I never knew my mum until I was 17 years old, although I met her for the first time when I was 10. But we didn’t spend much time together. She left home when I was 3 and I grew up in an environment where I was verbally abused. Verbal abuse limited my capacity to do things, even though I had the ability. 

I lived with my mum’s sisters because they felt my dad wouldn’t take care of me as a woman would. The first “aunt” I lived with thought the best way to correct me was to shout and call me names like “big head” and “ugly”. I would feel bad and as I grew, I started seeing myself as inferior. I left that aunt and went to live with my mum’s direct sister. I thought it would be better but I never knew I was going from frying pan to fire. All through my stay with her, the only language I could understand was hatred. I remember a time her son tried to rape me and the only thing that saved me was his sister shouting and crying, “Leave her, leave her, what did she do?” 
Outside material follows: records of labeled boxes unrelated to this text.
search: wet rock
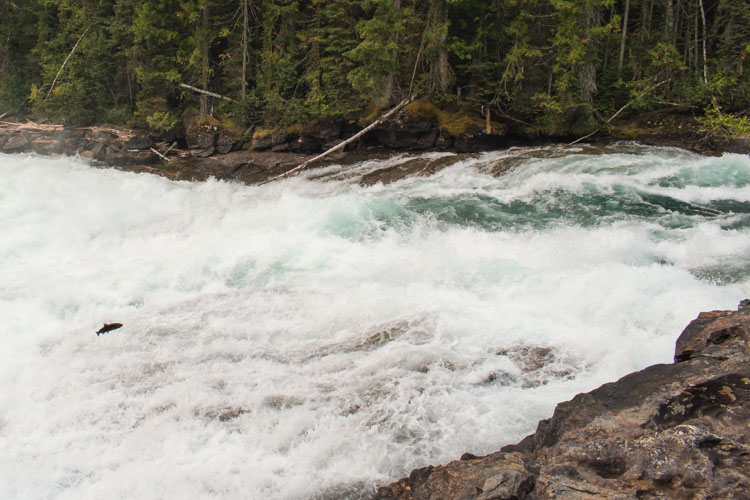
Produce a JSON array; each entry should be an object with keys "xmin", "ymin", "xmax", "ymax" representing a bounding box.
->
[
  {"xmin": 122, "ymin": 134, "xmax": 151, "ymax": 149},
  {"xmin": 435, "ymin": 130, "xmax": 456, "ymax": 149},
  {"xmin": 89, "ymin": 142, "xmax": 107, "ymax": 160},
  {"xmin": 309, "ymin": 122, "xmax": 341, "ymax": 142},
  {"xmin": 186, "ymin": 127, "xmax": 219, "ymax": 151},
  {"xmin": 190, "ymin": 146, "xmax": 216, "ymax": 158},
  {"xmin": 3, "ymin": 133, "xmax": 30, "ymax": 153},
  {"xmin": 31, "ymin": 138, "xmax": 63, "ymax": 155},
  {"xmin": 377, "ymin": 304, "xmax": 750, "ymax": 499},
  {"xmin": 216, "ymin": 130, "xmax": 242, "ymax": 154},
  {"xmin": 287, "ymin": 134, "xmax": 320, "ymax": 153},
  {"xmin": 724, "ymin": 135, "xmax": 750, "ymax": 154},
  {"xmin": 359, "ymin": 155, "xmax": 465, "ymax": 186},
  {"xmin": 252, "ymin": 132, "xmax": 287, "ymax": 151},
  {"xmin": 183, "ymin": 151, "xmax": 307, "ymax": 184}
]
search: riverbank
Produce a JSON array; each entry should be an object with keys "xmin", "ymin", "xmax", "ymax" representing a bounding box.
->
[
  {"xmin": 0, "ymin": 108, "xmax": 750, "ymax": 184},
  {"xmin": 377, "ymin": 300, "xmax": 750, "ymax": 500}
]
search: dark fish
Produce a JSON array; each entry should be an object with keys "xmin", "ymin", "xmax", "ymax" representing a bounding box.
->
[{"xmin": 96, "ymin": 323, "xmax": 122, "ymax": 337}]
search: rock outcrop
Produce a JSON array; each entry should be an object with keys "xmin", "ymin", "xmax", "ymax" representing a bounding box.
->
[{"xmin": 377, "ymin": 300, "xmax": 750, "ymax": 500}]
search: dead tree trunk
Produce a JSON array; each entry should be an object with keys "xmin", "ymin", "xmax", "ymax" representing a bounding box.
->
[
  {"xmin": 617, "ymin": 0, "xmax": 630, "ymax": 73},
  {"xmin": 260, "ymin": 97, "xmax": 413, "ymax": 185},
  {"xmin": 44, "ymin": 25, "xmax": 91, "ymax": 101}
]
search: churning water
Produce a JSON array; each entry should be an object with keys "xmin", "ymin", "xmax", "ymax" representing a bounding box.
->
[{"xmin": 0, "ymin": 145, "xmax": 750, "ymax": 499}]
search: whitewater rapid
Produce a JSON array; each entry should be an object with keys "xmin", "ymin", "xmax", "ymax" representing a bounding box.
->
[{"xmin": 0, "ymin": 144, "xmax": 750, "ymax": 499}]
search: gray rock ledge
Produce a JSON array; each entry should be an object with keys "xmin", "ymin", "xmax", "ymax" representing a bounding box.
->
[{"xmin": 376, "ymin": 300, "xmax": 750, "ymax": 500}]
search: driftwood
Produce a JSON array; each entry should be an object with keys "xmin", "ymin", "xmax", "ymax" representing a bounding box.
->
[
  {"xmin": 568, "ymin": 78, "xmax": 671, "ymax": 146},
  {"xmin": 0, "ymin": 121, "xmax": 63, "ymax": 132},
  {"xmin": 44, "ymin": 25, "xmax": 91, "ymax": 101},
  {"xmin": 260, "ymin": 97, "xmax": 414, "ymax": 185},
  {"xmin": 179, "ymin": 83, "xmax": 233, "ymax": 101}
]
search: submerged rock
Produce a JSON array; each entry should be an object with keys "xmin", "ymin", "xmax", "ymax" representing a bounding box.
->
[{"xmin": 377, "ymin": 301, "xmax": 750, "ymax": 499}]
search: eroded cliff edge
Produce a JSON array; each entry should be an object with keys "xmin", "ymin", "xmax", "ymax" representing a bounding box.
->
[{"xmin": 376, "ymin": 300, "xmax": 750, "ymax": 500}]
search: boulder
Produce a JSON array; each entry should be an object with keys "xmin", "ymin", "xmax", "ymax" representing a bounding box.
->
[
  {"xmin": 186, "ymin": 127, "xmax": 218, "ymax": 150},
  {"xmin": 377, "ymin": 301, "xmax": 750, "ymax": 500},
  {"xmin": 216, "ymin": 130, "xmax": 242, "ymax": 154},
  {"xmin": 122, "ymin": 134, "xmax": 151, "ymax": 149},
  {"xmin": 3, "ymin": 133, "xmax": 30, "ymax": 153},
  {"xmin": 252, "ymin": 132, "xmax": 287, "ymax": 151},
  {"xmin": 289, "ymin": 134, "xmax": 321, "ymax": 153}
]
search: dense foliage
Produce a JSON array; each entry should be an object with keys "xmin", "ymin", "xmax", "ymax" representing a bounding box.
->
[{"xmin": 0, "ymin": 0, "xmax": 750, "ymax": 133}]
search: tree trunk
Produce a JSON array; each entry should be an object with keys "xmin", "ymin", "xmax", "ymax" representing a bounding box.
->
[
  {"xmin": 698, "ymin": 0, "xmax": 708, "ymax": 84},
  {"xmin": 617, "ymin": 0, "xmax": 630, "ymax": 73},
  {"xmin": 201, "ymin": 0, "xmax": 211, "ymax": 117},
  {"xmin": 242, "ymin": 0, "xmax": 250, "ymax": 97},
  {"xmin": 428, "ymin": 0, "xmax": 453, "ymax": 92},
  {"xmin": 383, "ymin": 0, "xmax": 401, "ymax": 105}
]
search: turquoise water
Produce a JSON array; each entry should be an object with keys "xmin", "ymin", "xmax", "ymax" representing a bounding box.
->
[{"xmin": 0, "ymin": 144, "xmax": 750, "ymax": 498}]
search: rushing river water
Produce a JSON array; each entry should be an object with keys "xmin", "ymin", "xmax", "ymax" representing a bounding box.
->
[{"xmin": 0, "ymin": 144, "xmax": 750, "ymax": 499}]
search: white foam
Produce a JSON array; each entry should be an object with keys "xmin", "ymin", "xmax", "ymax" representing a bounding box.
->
[{"xmin": 0, "ymin": 150, "xmax": 750, "ymax": 498}]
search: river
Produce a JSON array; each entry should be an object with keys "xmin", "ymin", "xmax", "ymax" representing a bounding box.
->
[{"xmin": 0, "ymin": 144, "xmax": 750, "ymax": 499}]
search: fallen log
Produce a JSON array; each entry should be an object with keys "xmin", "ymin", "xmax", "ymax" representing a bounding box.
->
[
  {"xmin": 44, "ymin": 25, "xmax": 91, "ymax": 101},
  {"xmin": 260, "ymin": 97, "xmax": 415, "ymax": 186},
  {"xmin": 568, "ymin": 78, "xmax": 672, "ymax": 146},
  {"xmin": 178, "ymin": 83, "xmax": 234, "ymax": 101}
]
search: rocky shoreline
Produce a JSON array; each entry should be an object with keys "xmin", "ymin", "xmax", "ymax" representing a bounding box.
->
[
  {"xmin": 0, "ymin": 113, "xmax": 750, "ymax": 499},
  {"xmin": 0, "ymin": 108, "xmax": 750, "ymax": 185},
  {"xmin": 376, "ymin": 300, "xmax": 750, "ymax": 500}
]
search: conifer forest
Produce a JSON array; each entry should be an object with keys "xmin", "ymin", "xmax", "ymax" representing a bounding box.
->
[{"xmin": 0, "ymin": 0, "xmax": 750, "ymax": 133}]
When my mum finally came home from abroad to settle down, it was quite hard, because I was already fully grown. I was 17 years old and done with secondary school, so trying to have that mother and daughter relationship was hard. Everything I went through made me hate her for abandoning us. I used to tell her, “Mum, you weren’t there when we needed you the most. We wouldn’t have gone through all the hurt and abuse if you were here.” We (my siblings and I) tried to get along with her but we had a love-hate relationship. She tried to be our mother though it was hard for us to accept her, even though we loved her. The harder we pushed to hate her, the more we loved her. 

I found out that God made me go through those challenges so I can be the voice of children to their parents, giving answers to worrisome questions in their hearts. Honestly, I wish I had bonded with my mum before she died. I’m now writing a book and would have wanted her to write the foreword.